Tell us some of your favorite places you've taken your family.
We love Latin America and have spent a great deal of time exploring South America and Mexico since the boys were both very wee. There is something about the warmth of the people, the importance they place on family and togetherness, the vibrant colors and culture as well as the climate, which is always a welcome respite from our cold Canadian winters.
We have also started a bit of a summer family road trip tradition. We escape the city and drive down to Pennsylvania's Allegheny forest and check in to the Lodge at Glendorn, an old family-camp from the golden era that has been converted into an incredible getaway. We fish, swim, roast marshmallows, catch tad poles and lounge by the lake for a few glorious days of family time.
What do you think has changed most about raising kids today vs. the way things were when we were kids?

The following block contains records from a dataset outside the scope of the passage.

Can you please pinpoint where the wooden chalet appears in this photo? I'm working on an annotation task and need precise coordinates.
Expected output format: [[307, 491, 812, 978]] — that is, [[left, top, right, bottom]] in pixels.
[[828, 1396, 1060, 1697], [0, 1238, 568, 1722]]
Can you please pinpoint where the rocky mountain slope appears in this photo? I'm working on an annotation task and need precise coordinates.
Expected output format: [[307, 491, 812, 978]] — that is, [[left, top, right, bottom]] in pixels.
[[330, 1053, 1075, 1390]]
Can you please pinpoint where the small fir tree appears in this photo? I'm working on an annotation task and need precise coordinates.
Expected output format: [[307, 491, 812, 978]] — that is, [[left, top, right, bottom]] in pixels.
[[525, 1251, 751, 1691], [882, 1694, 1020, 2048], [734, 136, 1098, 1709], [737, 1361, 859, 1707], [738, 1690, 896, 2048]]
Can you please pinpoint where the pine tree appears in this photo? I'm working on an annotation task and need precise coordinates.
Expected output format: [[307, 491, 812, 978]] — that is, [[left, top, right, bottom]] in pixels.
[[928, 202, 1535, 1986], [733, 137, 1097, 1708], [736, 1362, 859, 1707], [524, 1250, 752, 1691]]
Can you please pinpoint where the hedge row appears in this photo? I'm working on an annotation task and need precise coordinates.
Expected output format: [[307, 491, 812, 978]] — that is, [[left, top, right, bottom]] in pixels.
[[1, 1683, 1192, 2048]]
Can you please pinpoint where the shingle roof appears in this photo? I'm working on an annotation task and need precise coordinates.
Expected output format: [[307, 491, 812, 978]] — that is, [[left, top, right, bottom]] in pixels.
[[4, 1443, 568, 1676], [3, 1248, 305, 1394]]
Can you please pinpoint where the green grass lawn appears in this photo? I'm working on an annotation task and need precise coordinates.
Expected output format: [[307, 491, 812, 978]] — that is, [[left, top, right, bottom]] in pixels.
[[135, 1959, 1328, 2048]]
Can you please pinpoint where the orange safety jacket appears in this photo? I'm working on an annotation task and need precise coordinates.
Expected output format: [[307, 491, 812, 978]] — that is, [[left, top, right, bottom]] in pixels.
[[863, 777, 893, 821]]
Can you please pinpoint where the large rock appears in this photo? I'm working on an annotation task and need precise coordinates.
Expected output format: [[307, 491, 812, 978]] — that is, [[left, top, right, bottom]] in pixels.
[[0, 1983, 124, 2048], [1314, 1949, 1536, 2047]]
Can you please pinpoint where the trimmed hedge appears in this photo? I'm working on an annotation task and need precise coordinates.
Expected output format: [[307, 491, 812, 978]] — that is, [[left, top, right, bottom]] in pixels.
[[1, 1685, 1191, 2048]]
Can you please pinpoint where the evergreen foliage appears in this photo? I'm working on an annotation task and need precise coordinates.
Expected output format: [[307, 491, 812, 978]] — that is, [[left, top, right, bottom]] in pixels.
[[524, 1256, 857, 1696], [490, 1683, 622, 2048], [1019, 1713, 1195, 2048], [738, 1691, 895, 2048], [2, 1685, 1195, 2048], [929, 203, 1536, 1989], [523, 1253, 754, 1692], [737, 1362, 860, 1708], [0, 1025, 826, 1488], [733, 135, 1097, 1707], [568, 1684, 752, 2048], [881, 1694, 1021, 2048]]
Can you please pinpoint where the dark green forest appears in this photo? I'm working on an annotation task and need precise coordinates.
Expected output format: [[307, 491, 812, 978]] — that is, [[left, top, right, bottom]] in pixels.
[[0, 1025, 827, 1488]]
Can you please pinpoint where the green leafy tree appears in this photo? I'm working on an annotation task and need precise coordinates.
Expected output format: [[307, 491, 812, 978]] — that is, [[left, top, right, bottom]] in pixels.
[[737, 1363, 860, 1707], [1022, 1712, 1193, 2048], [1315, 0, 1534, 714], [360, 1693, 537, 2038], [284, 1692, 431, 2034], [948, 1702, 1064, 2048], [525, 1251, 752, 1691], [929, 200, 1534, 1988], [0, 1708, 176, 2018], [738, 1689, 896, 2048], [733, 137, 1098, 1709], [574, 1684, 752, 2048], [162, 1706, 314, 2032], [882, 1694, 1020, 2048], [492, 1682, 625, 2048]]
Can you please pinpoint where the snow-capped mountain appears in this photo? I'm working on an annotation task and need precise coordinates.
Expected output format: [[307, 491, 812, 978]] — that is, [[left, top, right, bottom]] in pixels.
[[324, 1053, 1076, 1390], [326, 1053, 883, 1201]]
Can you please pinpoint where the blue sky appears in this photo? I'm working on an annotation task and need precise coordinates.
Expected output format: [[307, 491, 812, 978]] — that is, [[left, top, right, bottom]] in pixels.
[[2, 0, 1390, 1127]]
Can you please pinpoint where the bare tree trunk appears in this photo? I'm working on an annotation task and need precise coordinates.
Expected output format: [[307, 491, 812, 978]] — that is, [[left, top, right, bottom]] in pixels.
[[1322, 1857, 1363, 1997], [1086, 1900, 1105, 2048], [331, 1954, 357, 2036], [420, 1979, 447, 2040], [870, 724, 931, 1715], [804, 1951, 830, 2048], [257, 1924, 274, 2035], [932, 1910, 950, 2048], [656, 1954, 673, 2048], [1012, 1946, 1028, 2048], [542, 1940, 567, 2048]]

Having grown up in the country and then a small town, raising my children in a big city is the polar opposite of my own childhood. Add to the mix all the technology and hyper-connectivity we now enjoy and we have a unique petri-dish of humanity. Hopefully we can mitigate the risk by instilling the same morals and values my husband and I were raised on. Family traditions are important to us; some we are creating as we go while others have been passed down from generations before us. Our children will become such global citizens - not just through travel, but because of access to information. They may never visit Tasmania, but thanks to the miracles of the internet, literature and other modern conveniences, they will be able to discover the world while never leaving the comfort of their living room. I can only hope this will bring them a greater understanding of (and hopefully appreciation for) other cultures and countries. I hope the world and all it's hidden corners feel accessible to them. They may never know the joy of playing in the streets until dusk or dinner time (whichever came first, depending on the season), but they will begin to understand the world by tasting the cuisine of as many countries as they can count on their fingers and toes. They may not have to wait an entire week to see an episode of their favorite show, call into a radio station to request their favorite song or feel the agony of a busy signal when trying to get a hold of a friend. Hopefully we can teach them patience and the benefit of delayed gratification through alternative practices like meditation and yoga, things that were not as pervasive or available when I was growing up.
What do you want most for your children?
For them to live a life of adventure, to stay true to themselves as individuals and choose a path that challenges and excites them. I hope they always surround themselves with good friends, laughter and the best food. As citizens of the world, I hope they can spend time discovering our earth (and perhaps even beyond), respecting it and giving back to it. I want them to understand other cultures and have empathy for their neighbours (both near and far). Hopefully they can spend time cultivating a great sense of humour and confidence. I hope they get the opportunity to be fathers and to experience the joys and challenges of parenthood and of loving someone so fiercely.
What do you want to remember about this phase of your life?
I want to remember the intensity of the emotions - the breathless fear that grips me each time I hear a baby cry or a child scream juxtaposed with the tears of joy I shed after childbirth and meeting our babies for the very first time. The physical and mental exhaustion of the newborn days vs the delicious family naps in our big bed.
I want to remember all of our inside jokes, the warm little breath expelled as the boys sleep peacefully after a full day of adventuring. The way Atticus incorrectly pronounces lawn mower and the way Archer walks like a bow-legged cowboy. So far the journey has been remarkable - I just wish it would slow down a little. A good reminder to live in the moment.